For most Americans, the plane crash that took place in Addis Ababa, Ethiopia, on March 10, 2019, seems long ago. But not for my family. Our 24-year-old daughter, Samya Rose Stumo, was among the 157 people killed when the new Boeing 737 MAX 8 plane they were flying crashed shortly after takeoff. This followed a similar crash a few months earlier of another 737 MAX 8 in Indonesia that killed 189 passengers.
We now know that a culture of expedience, profit and recklessness contributed directly to both crashes — since the MAX 8 contained serious design flaws that should have grounded the aircraft. In fact, a subsequent Department of Justice investigation revealed Boeing’s criminal conspiracy to conceal safety problems from the Federal Aviation Administration. However, the Justice Department never conferred with victims’ families about Boeing’s behavior. Instead, it chose to deliberately conceal its investigation and covertly negotiate with Boeing toward a favorable, deferred prosecution agreement.

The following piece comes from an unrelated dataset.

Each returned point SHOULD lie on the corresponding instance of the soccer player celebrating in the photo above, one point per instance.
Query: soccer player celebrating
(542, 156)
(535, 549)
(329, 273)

It’s now time to bring these facts to light. Boeing’s actions demonstrate just how dangerous such a course of action can be. And the backdoor negotiations that allowed Boeing to get off with a mere wrist slap greatly undermine Americans’ confidence in the federal agencies tasked with ensuring public safety. What’s needed now is for Attorney General Merrick Garland to personally meet with victims’ families — and to fully investigate the sweetheart deal that allowed Boeing to skate through with little punishment.
As awful as these plane crashes were for victims’ families, it’s been incredibly painful to learn that Boeing also engaged in far-reaching efforts to conceal its safety problems from the FAA. In fact, Boeing only began to reveal its conduct to the Justice Department after successfully delaying the crash investigation for six months. But here are some of the troubling facts we subsequently learned.
From 2016 to early 2017, Boeing laid off engineers and reduced its commercial airplane workforce by almost 8,000. In the first few months of 2017 alone, Boeing cut 1,332 engineering and technical jobs from its workforce. One engineer later said that Boeing was “targeting the highly paid, highly experienced engineers.” Doing so “eroded the company’s ability to successfully design and manage programs.”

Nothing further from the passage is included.